A meal rich in carbohydrates secretes insulin, which disturbs the competition, and allows an increase uptake of tryptophan entering the blood brain barrier; finally allowing “little” tryptophan to rush in! That is why a big carbohydrate rich feast generally will make you sleepy, as more tryptophan means more melatonin, which causes drowsiness.
Women seem to be more sensitive to melatonin than men. Not surprising that the majority of SAD patients are women. You have to have a repetitive pattern of seasonal symptoms to be diagnosed.
People from Scandinavia and the Baltic countries have higher instances of SAD, with the very strange exception of Iceland! A study, even found immigrants of Icelandic descent, living in Canada, to be immune. Either its genetic, or perhaps they get help from the Huldufólk or elves that live among them!
There has been a long-standing history of increased psychiatric admissions in the spring and fall for bipolar patients. You see more bipolar mania in the spring/summer and more depressive phases in the fall/winter.
Although SAD and bipolar disorder are two distinct and different disorders, the seasonal aspect of disturbing neurons is shared. Bipolar patients are extremely sensitive to all sorts for stimuli and changes. This includes light, loud music, sleeplessness, over socialization at parties, stress, caffeine and other stimulants.
People who have a genetic tendency towards depression, are more susceptible to fall into symptoms in the fall, that may worsen into full blown major depression, unless treated.

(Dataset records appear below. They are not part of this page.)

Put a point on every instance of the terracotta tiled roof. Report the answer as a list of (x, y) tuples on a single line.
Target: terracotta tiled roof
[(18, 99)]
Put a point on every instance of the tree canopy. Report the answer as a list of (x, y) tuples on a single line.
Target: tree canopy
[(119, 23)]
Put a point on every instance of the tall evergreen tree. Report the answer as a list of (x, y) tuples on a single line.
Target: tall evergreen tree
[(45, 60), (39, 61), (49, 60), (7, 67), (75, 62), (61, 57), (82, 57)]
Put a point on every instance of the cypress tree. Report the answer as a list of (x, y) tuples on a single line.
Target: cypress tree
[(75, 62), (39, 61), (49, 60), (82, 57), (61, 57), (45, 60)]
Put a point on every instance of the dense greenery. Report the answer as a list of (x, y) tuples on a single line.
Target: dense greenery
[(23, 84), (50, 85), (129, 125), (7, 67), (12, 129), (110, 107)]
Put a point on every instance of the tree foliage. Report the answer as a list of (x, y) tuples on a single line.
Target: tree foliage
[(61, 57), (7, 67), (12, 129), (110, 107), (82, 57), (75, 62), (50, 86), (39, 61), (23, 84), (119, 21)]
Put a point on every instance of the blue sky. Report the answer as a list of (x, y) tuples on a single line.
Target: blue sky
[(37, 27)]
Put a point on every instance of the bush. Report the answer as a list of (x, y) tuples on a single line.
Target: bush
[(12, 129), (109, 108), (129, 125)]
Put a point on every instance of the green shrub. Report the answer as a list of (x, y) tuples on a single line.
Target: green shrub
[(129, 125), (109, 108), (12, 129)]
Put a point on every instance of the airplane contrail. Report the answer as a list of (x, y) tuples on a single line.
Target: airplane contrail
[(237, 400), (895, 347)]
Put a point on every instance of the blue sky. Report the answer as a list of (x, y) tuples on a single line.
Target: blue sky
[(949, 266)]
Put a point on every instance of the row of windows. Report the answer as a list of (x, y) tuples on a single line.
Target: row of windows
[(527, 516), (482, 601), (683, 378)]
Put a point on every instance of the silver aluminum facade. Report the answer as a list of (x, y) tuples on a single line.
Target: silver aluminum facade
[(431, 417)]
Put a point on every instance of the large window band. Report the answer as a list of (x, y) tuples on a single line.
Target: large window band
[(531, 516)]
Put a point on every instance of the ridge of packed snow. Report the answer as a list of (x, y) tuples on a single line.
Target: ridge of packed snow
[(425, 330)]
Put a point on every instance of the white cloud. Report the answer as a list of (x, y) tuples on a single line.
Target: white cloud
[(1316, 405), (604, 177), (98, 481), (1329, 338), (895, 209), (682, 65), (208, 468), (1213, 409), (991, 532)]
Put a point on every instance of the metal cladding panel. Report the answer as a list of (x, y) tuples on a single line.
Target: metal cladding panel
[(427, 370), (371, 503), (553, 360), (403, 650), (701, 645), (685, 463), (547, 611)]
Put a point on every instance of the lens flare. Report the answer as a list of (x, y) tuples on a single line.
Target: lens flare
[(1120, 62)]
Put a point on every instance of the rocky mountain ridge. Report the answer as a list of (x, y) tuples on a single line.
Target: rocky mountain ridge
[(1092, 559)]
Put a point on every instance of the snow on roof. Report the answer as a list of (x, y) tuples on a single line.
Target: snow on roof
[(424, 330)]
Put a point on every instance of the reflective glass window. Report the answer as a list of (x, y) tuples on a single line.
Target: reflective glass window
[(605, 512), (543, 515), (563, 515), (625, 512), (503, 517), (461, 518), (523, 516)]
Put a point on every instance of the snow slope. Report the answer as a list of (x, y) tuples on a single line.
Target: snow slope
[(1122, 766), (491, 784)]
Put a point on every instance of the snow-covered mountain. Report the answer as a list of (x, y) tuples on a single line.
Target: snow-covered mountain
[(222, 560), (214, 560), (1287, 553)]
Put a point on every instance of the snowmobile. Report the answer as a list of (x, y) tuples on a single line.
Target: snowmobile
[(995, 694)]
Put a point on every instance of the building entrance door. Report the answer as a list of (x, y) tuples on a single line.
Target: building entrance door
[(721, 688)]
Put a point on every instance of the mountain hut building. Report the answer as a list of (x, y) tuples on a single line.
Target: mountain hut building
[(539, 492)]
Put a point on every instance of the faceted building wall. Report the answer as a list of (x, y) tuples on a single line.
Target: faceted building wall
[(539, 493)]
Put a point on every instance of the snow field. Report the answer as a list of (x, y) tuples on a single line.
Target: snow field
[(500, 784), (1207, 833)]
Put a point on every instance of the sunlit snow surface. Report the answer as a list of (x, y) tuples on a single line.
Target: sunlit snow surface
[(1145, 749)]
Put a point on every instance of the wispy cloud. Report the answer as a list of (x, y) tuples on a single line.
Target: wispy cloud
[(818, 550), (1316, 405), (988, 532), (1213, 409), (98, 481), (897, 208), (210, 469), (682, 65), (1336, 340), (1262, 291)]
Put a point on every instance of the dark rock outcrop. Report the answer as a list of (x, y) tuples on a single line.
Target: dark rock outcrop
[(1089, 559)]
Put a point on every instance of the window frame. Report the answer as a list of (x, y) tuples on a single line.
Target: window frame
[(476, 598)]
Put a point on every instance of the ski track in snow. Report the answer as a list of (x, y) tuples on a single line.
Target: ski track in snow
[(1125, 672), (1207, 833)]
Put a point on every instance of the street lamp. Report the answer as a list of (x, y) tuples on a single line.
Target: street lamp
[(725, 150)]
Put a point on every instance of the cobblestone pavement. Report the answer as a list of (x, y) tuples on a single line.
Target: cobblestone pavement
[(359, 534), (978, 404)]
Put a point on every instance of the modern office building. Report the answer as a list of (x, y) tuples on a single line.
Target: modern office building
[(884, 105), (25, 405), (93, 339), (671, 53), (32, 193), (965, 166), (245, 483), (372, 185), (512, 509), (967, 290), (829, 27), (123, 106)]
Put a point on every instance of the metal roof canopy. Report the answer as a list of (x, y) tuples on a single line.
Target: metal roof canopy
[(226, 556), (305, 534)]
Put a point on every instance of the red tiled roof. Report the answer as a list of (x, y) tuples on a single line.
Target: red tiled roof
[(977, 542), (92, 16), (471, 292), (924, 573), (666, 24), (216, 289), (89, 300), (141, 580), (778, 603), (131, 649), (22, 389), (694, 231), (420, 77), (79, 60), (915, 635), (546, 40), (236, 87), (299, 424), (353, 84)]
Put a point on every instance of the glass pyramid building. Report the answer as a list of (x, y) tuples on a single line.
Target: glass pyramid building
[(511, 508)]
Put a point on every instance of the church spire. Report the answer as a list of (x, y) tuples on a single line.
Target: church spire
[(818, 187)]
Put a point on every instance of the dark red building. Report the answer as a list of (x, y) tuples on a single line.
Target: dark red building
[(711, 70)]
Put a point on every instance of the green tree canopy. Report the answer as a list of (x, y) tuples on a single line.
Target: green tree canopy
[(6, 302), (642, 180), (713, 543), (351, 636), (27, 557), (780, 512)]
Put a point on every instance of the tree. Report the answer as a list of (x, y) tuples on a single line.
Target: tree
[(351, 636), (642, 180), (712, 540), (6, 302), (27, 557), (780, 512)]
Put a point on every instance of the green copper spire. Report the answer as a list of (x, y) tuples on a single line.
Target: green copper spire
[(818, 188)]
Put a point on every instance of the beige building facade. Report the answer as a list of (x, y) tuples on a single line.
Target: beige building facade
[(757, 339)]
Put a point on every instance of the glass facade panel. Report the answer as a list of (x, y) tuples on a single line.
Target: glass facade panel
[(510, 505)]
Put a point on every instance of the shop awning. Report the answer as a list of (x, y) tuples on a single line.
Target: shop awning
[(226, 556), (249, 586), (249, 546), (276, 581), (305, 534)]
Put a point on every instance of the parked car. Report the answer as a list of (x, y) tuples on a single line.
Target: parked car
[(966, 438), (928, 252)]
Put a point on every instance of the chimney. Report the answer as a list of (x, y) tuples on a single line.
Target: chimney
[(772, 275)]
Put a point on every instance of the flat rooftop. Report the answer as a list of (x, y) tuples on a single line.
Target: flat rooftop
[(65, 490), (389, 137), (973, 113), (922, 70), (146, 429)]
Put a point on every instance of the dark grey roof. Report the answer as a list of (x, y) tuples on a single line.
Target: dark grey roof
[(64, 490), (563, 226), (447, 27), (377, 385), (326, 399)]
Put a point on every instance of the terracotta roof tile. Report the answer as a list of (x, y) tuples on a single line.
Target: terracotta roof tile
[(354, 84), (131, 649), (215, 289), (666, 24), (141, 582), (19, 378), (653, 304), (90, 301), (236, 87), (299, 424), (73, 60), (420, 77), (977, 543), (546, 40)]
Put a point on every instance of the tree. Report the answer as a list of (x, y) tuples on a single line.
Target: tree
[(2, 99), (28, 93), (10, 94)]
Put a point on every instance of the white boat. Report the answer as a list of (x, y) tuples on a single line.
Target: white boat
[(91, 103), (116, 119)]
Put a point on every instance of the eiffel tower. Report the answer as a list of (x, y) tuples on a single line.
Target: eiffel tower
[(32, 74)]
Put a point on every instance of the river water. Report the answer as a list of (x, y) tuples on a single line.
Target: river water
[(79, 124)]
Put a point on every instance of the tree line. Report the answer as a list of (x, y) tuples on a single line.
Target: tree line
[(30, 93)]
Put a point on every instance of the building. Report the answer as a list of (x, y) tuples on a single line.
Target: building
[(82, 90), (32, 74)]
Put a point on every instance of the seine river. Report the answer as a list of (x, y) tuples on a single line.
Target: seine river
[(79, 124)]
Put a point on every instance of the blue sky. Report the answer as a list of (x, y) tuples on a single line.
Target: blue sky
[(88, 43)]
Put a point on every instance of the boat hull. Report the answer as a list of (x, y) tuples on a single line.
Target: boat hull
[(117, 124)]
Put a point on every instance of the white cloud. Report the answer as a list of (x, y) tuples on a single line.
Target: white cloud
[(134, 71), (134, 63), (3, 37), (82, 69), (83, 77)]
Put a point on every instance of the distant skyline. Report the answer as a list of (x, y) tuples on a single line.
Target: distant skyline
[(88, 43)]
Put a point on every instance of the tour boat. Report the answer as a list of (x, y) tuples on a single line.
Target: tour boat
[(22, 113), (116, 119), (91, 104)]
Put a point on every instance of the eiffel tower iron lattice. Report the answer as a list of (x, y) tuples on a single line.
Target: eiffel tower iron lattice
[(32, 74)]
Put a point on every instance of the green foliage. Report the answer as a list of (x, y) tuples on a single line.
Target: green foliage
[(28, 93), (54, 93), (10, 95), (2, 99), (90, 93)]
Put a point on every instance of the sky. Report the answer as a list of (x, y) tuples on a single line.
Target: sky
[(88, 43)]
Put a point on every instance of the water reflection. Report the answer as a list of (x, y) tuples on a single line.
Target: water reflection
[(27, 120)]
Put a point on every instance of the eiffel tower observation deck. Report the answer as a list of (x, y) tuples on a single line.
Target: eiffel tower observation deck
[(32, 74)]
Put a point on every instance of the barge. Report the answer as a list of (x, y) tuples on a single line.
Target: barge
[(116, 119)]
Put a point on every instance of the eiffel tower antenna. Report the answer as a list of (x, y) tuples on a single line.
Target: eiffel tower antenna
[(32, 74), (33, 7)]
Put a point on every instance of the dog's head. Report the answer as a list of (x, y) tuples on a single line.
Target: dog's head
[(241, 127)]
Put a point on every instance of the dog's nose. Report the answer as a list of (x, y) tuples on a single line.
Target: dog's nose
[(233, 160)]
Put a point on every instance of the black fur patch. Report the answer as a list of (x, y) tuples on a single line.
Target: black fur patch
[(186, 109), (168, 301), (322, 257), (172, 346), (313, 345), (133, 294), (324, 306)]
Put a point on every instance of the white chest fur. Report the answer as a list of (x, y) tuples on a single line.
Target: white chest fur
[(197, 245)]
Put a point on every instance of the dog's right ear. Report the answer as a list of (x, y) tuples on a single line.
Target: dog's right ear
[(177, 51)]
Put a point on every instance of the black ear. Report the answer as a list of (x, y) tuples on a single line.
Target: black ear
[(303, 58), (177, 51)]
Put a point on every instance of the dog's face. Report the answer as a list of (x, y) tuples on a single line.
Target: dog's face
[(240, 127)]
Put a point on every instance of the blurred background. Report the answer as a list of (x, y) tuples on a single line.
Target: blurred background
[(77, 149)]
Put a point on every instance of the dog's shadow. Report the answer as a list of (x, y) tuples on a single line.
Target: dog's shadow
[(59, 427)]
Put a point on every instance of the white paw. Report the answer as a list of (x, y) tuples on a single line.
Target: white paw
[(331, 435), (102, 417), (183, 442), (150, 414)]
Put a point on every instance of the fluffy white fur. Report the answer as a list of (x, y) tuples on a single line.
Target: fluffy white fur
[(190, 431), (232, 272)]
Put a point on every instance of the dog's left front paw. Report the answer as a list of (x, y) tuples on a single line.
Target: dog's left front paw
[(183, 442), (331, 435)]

First line treatment is to get outside in the sun! Walking preferably around noon or any form of outdoor exercise helps lessen depressive symptoms.
Taking extra vitamin D helps also, and not using your sunglasses as you want those full spectrum rays to hit your retina. Light boxes that have 10,000 lux full spectrum light are very helpful if used in the morning for 30 to 60 minutes.
Getting away to a sunny vacation, along with outdoor walking, is my preferred treatment and I notice if I go in early fall, my SAD symptoms can be delayed.
If symptoms worsen, then antidepressants are always useful. The bottom line is to try exercise, sunshine and or light box therapy first , and keep on taking vitamin D and exercising outdoors, even if taking medication.
I generally restrict my carbohydrate intake everyday, except on Sundays, when I always make a beautiful pastry. Last Sunday is was a sumptuous pear tarte tatin, made with my homemade puff pastry and caramel sauce ,and last night a gorgeous Paris Brest, filled with salted caramel cream.
It was a perfect finale after spending yesterday outdoors in the sun, at the Parc de la Vallée aux Loups south of Paris. Plus there is nothing like a beautiful pastry to cheer you up and at the same time get some more tryptophan and serotonin going, wouldn’t you say?